OKYO, Japan (AFP) — Japan’s athletes will be roared on by their home fans as they go for gold at Tokyo 2020. From swimming, where Olympic legends are made, to skateboarding and sport climbing, AFP Sports looks at the host country’s top medal hopes:
Swimming: Daiya Seto
In the absence of Japan swim queen Rikako Ikee as she recovers from leukaemia, Seto has emerged as the host country’s top gold medal hope in the pool.
Seto has shown incredible consistency since bursting onto the scene as a raw teenager and romped to a 200-meter-400-m individual medley (IM) double at last year’s world championships.
It was the 25-year-old’s first 200-m IM world title and third over the longer distance, while he also took silver in the 200m butterfly behind Hungarian superstar Kristof Milak.
With countryman Kosuke Hagino, the defending Olympic champion in the 400-m IM, mired in a lengthy slump since Rio, Seto should have more than one chance of glory as he chases the ultimate prize.
Badminton: Kento Momota
Coming off a year in which he captured a record 11 titles, badminton’s world number one goes into Tokyo 2020 as the overwhelming favorite to win a first Olympic gold.
But his preparations were dealt a blow 10 days ago when he was injured in a car crash in Kuala Lumpur just hours after winning the Malaysia Masters, potentially sidelining him for two months.
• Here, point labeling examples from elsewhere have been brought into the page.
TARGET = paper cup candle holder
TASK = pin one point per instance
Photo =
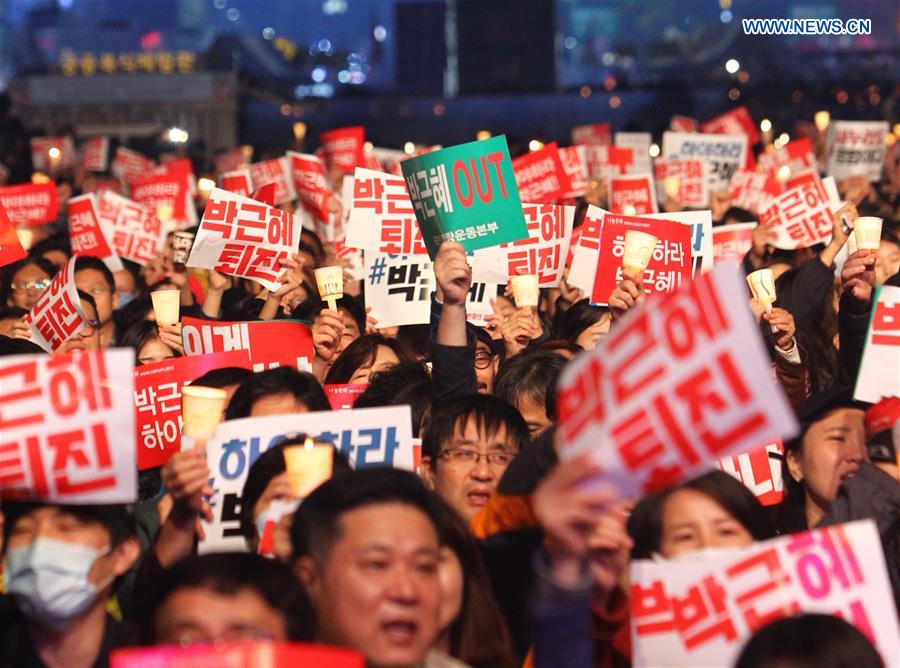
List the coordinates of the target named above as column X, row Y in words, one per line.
column 330, row 281
column 867, row 232
column 525, row 290
column 202, row 409
column 166, row 304
column 639, row 247
column 308, row 466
The 25-year-old suffered cuts and heavy bruising after the vehicle he was traveling in collided with a lorry, killing his driver and leaving three other passengers with minor injuries.
Momota, who was suspended for the 2016 Rio Olympics for gambling at an illegal casino, could return in time for the All England Championships in March, according to Japanese badminton officials.
Judo: Shohei Ono
Widely regarded as judo’s best pound-for-pound fighter, the reigning world and Olympic champion will again be the man to beat in the 73-kilogramme division.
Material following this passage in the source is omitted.